I suggest that the earlier appearance of the caudal vertebrae in A. argenteus is related to its long tail, which is essential for its arboreal locomotion. I argue that earlier initiation of vertebral development is linked to its lengthening of the tail compared to A. speciosus. Previously, the author and colleagues discovered that bats are characterized by earlier ossification of the foot and the thumb of the manus [8]. It is known that the foot length of bat neonates is almost equal to the feet of adults [6, 13, 29], while neonatal foot length falls between 30 to 50% in other mammalian taxa [3, 10, 16]. Bats’ thumbs are also well developed already at birth and similar in size to those of adults [6]. It is known that their feet and hand thumbs are utilized to tightly grab the mother or cling to the wall of the nursery areas [2, 12, 13].

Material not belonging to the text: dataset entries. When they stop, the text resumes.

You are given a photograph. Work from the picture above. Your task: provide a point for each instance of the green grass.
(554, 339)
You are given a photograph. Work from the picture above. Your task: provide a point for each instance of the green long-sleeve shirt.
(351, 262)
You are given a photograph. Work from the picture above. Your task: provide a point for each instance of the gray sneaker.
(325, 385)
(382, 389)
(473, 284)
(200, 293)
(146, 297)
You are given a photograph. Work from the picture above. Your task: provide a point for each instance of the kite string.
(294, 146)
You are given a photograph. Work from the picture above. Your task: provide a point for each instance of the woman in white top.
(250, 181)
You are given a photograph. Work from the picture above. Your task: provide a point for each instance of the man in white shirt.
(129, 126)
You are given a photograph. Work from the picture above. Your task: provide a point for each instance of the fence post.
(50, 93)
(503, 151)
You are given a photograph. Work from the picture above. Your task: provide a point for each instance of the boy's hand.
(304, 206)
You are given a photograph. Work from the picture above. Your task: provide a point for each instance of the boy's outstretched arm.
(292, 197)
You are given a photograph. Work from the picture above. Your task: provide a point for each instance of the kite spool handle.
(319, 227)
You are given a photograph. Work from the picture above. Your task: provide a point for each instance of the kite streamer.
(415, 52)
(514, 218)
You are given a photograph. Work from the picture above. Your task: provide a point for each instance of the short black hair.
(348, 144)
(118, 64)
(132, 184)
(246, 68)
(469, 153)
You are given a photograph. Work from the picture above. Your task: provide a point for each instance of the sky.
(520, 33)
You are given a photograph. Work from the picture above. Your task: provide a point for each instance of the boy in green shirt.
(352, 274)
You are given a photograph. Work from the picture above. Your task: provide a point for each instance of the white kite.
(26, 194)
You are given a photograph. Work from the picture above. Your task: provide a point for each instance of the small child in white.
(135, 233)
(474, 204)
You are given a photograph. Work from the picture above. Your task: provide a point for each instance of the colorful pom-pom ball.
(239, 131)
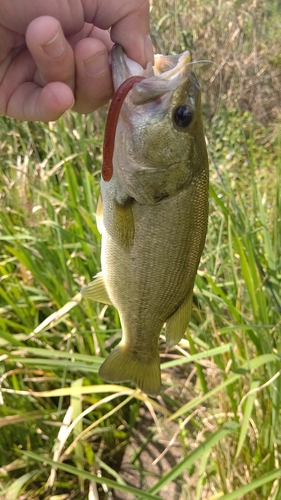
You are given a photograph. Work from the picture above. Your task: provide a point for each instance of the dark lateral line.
(111, 124)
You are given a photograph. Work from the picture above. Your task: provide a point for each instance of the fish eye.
(183, 116)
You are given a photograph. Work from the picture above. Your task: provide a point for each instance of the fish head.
(159, 144)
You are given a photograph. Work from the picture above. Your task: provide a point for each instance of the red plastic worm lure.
(111, 124)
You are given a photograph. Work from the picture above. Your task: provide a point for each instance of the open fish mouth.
(168, 73)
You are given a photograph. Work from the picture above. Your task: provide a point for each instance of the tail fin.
(121, 366)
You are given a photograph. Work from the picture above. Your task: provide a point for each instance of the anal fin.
(96, 290)
(176, 325)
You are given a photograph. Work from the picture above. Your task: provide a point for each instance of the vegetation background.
(64, 433)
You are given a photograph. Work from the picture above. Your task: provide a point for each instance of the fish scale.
(155, 212)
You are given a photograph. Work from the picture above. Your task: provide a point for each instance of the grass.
(63, 431)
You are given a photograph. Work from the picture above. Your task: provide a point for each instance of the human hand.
(54, 55)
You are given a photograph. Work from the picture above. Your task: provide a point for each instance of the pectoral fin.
(99, 215)
(177, 324)
(96, 290)
(124, 222)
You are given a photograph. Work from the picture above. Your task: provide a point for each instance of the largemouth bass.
(155, 211)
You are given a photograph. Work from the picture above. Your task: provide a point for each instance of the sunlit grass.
(62, 430)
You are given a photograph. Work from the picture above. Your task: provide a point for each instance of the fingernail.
(148, 49)
(54, 48)
(97, 64)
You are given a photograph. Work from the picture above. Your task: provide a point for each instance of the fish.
(152, 212)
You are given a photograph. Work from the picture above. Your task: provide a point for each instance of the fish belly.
(149, 280)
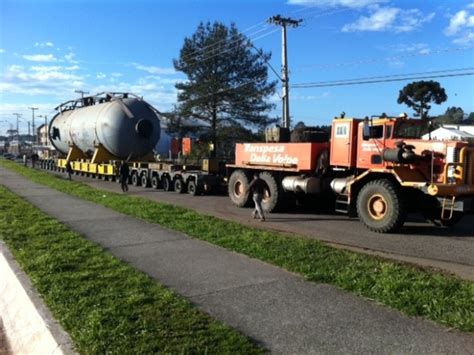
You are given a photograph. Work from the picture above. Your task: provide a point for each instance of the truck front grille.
(469, 167)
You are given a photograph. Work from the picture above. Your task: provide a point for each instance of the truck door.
(344, 142)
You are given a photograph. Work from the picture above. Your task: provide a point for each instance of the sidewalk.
(278, 309)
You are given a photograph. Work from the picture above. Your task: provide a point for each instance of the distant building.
(446, 134)
(464, 128)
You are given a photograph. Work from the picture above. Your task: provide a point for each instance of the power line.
(374, 81)
(384, 59)
(389, 76)
(284, 22)
(238, 42)
(248, 29)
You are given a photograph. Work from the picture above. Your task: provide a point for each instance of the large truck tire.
(179, 186)
(193, 188)
(136, 181)
(167, 183)
(380, 206)
(145, 181)
(155, 182)
(239, 189)
(273, 198)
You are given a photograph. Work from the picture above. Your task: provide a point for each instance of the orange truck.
(379, 168)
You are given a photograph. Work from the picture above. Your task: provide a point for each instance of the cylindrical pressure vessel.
(127, 127)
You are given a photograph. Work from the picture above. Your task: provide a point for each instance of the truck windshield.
(410, 130)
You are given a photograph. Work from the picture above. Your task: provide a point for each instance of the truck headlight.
(451, 177)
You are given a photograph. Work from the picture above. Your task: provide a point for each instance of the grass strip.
(414, 291)
(106, 305)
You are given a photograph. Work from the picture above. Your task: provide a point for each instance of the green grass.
(106, 305)
(414, 291)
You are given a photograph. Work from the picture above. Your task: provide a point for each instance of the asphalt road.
(278, 309)
(447, 249)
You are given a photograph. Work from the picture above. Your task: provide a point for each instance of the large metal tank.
(127, 127)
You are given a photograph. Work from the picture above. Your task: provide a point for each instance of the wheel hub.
(377, 207)
(238, 188)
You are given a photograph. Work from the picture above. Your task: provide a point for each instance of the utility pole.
(33, 121)
(45, 128)
(284, 22)
(81, 92)
(18, 115)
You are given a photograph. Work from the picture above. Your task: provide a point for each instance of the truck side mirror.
(366, 131)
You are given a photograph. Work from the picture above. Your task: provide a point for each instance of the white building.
(464, 128)
(448, 134)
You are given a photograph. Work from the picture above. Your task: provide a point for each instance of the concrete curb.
(28, 325)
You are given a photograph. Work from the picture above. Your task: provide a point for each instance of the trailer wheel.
(145, 181)
(273, 196)
(192, 188)
(239, 188)
(155, 182)
(179, 186)
(380, 206)
(167, 185)
(135, 180)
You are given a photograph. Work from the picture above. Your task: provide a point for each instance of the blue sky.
(49, 49)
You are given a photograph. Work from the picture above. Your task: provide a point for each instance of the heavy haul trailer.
(193, 179)
(379, 169)
(95, 133)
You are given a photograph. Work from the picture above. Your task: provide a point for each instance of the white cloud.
(40, 57)
(39, 80)
(468, 38)
(336, 3)
(461, 25)
(44, 44)
(154, 70)
(70, 58)
(389, 19)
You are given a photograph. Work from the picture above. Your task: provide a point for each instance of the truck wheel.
(167, 186)
(179, 186)
(192, 188)
(155, 182)
(238, 188)
(145, 181)
(380, 206)
(273, 196)
(135, 180)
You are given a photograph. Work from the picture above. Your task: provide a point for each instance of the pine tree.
(227, 81)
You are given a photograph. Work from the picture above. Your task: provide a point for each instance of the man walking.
(257, 188)
(124, 172)
(69, 170)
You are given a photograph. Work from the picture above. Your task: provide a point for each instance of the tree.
(470, 119)
(226, 80)
(453, 115)
(419, 94)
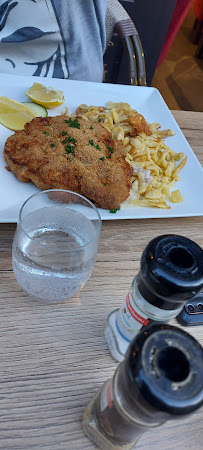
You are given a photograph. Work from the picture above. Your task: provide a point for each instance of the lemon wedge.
(45, 96)
(13, 114)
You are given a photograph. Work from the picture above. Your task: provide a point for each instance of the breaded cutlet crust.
(53, 153)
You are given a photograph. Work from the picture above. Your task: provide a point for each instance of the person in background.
(53, 38)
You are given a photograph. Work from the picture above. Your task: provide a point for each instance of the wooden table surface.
(54, 357)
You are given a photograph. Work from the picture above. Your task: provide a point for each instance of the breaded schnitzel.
(71, 153)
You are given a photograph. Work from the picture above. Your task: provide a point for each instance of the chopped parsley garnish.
(114, 210)
(69, 139)
(72, 123)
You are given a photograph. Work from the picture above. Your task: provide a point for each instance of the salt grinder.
(171, 272)
(161, 378)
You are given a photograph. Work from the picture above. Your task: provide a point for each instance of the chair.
(118, 20)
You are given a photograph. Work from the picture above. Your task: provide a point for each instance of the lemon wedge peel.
(14, 115)
(45, 96)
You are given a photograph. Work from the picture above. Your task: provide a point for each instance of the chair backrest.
(118, 20)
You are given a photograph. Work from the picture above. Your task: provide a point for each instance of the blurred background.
(171, 33)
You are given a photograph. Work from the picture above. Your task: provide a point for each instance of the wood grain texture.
(54, 357)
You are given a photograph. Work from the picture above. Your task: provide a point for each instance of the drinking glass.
(55, 244)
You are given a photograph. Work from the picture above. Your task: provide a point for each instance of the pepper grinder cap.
(171, 271)
(165, 364)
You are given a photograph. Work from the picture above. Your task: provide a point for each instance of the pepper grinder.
(171, 273)
(161, 378)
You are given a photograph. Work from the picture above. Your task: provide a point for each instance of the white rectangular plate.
(147, 101)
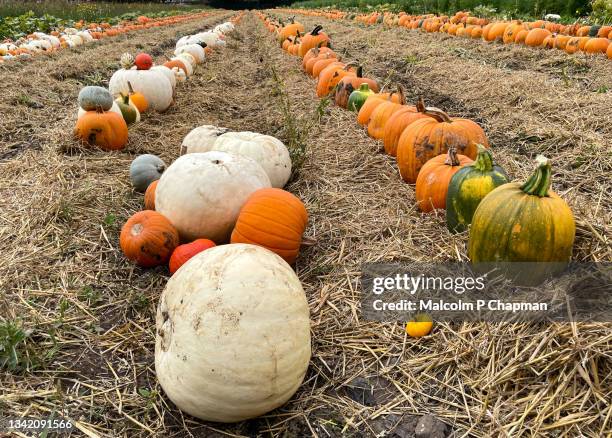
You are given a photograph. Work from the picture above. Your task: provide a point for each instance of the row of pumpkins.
(140, 86)
(233, 323)
(40, 42)
(590, 39)
(447, 158)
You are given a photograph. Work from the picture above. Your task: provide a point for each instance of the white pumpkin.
(153, 84)
(201, 139)
(233, 334)
(166, 72)
(115, 108)
(268, 151)
(194, 50)
(202, 194)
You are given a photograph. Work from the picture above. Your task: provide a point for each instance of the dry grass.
(91, 313)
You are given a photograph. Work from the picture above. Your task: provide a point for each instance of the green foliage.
(18, 19)
(488, 8)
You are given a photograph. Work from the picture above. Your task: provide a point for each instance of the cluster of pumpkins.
(450, 162)
(233, 324)
(40, 42)
(590, 39)
(140, 86)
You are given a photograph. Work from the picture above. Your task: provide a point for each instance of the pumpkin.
(201, 139)
(195, 50)
(536, 37)
(348, 84)
(138, 99)
(153, 85)
(314, 38)
(380, 116)
(92, 98)
(434, 178)
(202, 193)
(232, 334)
(107, 130)
(358, 97)
(372, 101)
(184, 252)
(426, 138)
(596, 45)
(419, 326)
(398, 121)
(150, 196)
(144, 170)
(469, 186)
(129, 112)
(523, 222)
(274, 219)
(269, 152)
(320, 62)
(331, 76)
(148, 238)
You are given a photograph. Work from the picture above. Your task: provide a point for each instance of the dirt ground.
(92, 314)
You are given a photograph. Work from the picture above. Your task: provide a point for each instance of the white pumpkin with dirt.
(233, 334)
(201, 194)
(268, 151)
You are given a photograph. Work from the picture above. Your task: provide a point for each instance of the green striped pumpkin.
(469, 186)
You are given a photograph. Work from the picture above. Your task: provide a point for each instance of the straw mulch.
(91, 313)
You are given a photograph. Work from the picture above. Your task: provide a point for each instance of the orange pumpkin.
(434, 178)
(274, 219)
(536, 37)
(105, 129)
(184, 252)
(348, 84)
(148, 238)
(314, 38)
(363, 117)
(398, 122)
(426, 138)
(331, 75)
(150, 196)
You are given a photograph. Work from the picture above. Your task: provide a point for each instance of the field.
(88, 315)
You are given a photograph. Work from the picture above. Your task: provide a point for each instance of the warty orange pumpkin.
(426, 138)
(434, 178)
(148, 238)
(272, 218)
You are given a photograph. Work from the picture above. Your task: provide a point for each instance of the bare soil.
(92, 313)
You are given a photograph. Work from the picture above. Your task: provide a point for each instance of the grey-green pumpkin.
(358, 97)
(469, 186)
(145, 169)
(92, 98)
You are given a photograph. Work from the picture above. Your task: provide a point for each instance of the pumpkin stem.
(452, 159)
(484, 159)
(538, 183)
(437, 114)
(421, 105)
(316, 30)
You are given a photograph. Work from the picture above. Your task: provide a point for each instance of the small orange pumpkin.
(434, 178)
(148, 238)
(105, 129)
(272, 218)
(184, 252)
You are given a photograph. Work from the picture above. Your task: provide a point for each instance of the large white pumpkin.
(202, 194)
(194, 50)
(166, 72)
(201, 139)
(233, 334)
(154, 85)
(268, 151)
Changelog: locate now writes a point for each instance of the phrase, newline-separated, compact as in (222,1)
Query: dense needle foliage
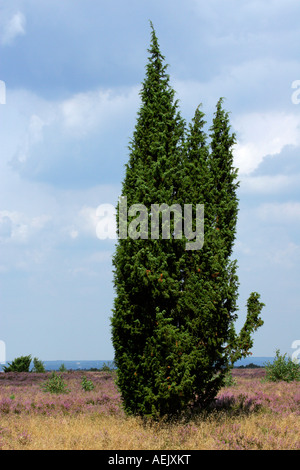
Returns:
(172,323)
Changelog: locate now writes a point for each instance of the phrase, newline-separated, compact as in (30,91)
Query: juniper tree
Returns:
(172,322)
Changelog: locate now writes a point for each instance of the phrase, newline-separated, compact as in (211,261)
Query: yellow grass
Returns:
(257,431)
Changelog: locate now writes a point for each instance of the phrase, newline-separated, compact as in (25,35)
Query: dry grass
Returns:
(91,428)
(112,433)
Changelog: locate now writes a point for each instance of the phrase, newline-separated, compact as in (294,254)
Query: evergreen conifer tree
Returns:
(172,323)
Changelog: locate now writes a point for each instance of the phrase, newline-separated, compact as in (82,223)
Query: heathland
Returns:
(86,413)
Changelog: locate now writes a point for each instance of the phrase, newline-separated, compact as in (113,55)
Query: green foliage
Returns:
(174,310)
(38,366)
(282,368)
(107,367)
(87,385)
(20,364)
(55,384)
(229,380)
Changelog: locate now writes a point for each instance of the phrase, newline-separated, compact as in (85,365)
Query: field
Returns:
(251,414)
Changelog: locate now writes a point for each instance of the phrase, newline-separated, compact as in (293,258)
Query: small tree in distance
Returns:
(20,364)
(174,310)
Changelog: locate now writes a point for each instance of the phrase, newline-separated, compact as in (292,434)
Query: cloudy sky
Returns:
(70,78)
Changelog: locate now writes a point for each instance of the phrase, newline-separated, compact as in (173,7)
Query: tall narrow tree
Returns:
(148,271)
(174,310)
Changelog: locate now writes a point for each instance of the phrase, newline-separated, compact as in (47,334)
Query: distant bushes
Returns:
(55,384)
(20,364)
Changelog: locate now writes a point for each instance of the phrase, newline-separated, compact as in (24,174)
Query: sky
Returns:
(71,72)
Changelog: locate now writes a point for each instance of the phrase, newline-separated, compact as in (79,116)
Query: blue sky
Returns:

The case reported here suggests that developmental changes can lead to changes in adult morphology. Nonetheless, the evolutionary impact or consequence of heterochronic shifts in ossification sequence is still disputed [14, 21, 26, 27]. Most of the studies examining whether earlier appearance of characters is correlated to larger prominence in adults have often compared distantly related species. However, such hypothesis can only be tested within a phylogenetically independent context or by comparisons of closely related taxa as done in this preliminary report. It must be noted that not all detected changes in onset of ossification are exclusively related to changes in adult morphology. This is because changes in adult morphology can be achieved by multiple pathways, i.e. shifting the timing, tempo and mode of development. Besides, even if the onset of ossification is accelerated, there may be cases that the developmental speed is even decreased, resulting in little change of adult morphology. In studies of ossification heterochrony [7,8,9, 14, 21, 26, 27], often the tempo and mode of development are not treated. In order to test whether earlier appearance of characters is correlated to larger prominence in adults, one should compare closely related species and examine not only the onset timing but also tempo and mode of development.